I have written a lot about the technical advantages of peaceful, abundant, clean nuclear power. However, the facts I emphasize really do nothing to persuade people who are paralyzed by fear of all things nuclear, and the even more dreadful threat, RADIATION.
Steve Kidd has written an excellent op-ed addressing this subject, “Achieving progress in nuclear – throw out the establishment?” You can read the entire article here.
It has been consistently argued in these columns, however, that the industry is failing to address the key negative issue which dominates it, namely the fact that most people are fearful of nuclear technology. Unless the “paradigm of fear” is overcome, the industry essentially has no future, despite the space in the world energy market which is very much open to it, combined with the technical developments underway in the sector today.
What comes out, loud and clear, from these three examples is that the industry’s attempts to rebrand nuclear in over five years since the Fukushima accident have got essentially nowhere. Indeed, one may (politely) accuse it of engaging in a range of displacement activities (definition: an unnecessary activity that you undertake because you are trying to delay doing a more difficult or unpleasant activity).

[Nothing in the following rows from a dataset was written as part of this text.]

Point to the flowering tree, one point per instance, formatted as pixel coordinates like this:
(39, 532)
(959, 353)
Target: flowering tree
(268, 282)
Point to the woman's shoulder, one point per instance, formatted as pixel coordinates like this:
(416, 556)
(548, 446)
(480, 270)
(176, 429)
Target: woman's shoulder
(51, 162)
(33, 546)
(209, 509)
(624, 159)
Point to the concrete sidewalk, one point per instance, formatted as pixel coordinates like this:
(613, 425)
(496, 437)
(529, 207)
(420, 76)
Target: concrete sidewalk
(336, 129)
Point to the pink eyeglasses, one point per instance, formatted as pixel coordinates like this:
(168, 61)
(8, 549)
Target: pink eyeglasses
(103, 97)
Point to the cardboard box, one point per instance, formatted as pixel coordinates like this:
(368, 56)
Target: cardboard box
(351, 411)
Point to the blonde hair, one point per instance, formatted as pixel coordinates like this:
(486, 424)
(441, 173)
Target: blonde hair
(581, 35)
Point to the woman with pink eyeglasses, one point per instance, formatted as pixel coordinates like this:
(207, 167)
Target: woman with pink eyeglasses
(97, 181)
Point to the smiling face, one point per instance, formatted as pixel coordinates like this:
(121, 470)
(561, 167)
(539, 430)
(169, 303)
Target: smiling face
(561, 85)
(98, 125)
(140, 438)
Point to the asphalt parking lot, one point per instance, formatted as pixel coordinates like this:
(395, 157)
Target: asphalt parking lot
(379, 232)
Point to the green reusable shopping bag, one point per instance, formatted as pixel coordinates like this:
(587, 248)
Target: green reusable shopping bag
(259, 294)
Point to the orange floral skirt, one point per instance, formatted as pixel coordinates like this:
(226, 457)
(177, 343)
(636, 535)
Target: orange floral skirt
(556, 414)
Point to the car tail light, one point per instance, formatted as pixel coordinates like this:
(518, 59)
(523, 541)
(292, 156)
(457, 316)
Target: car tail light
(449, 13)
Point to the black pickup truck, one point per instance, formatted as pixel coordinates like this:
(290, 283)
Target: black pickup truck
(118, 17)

Continuing to believe the public acceptance problem will be solved by more facts and figures from improved websites and news services is just burying one’s head in the sand. And, as has frequently been pointed out in these columns, relying on the climate change argument to advance nuclear’s prospects will almost certainly get nowhere. Industry bodies such as the World Nuclear Association (WNA) can point out that some of the countries with the best records on carbon emissions use a combination of nuclear and renewables (but mainly hydro, not wind or solar), while claiming that nuclear plants have avoided so many million tons of carbon since commissioning. But this is, at best and in my view, disingenuous. None of the 400 or so nuclear reactors around the world were built to abate carbon. They were built for other reasons, such as energy security and economics. Admittedly, it was believed that their environmental impact would mainly be benign, but investments are essentially made for what a technology does, rather than what it doesn’t.
A new campaign needs to focus more on images and feelings, rather than facts, and must be particularly addressed at the understanding of the nature of radiation, its sources and proven impacts. At the same time, the international radiological protection (RP) regime must be reformed, as its basis in the Linear No Threshold (LNT) theory effectively gives regulatory backing to public fears and has caused most of the problems stemming from Fukushima. All of this may take 20-30 years, but a proper start needs making today, rather than the continued recourse to easier options.
For those interested in a successful nuclear industry, the question has to be: “Is what we’re currently doing going to work?” My conclusion, based on the majority of what we’re seeing in the news today is: “No it won’t.” It is therefore necessary to try much harder, think a little outside the box, then come up with something new that will.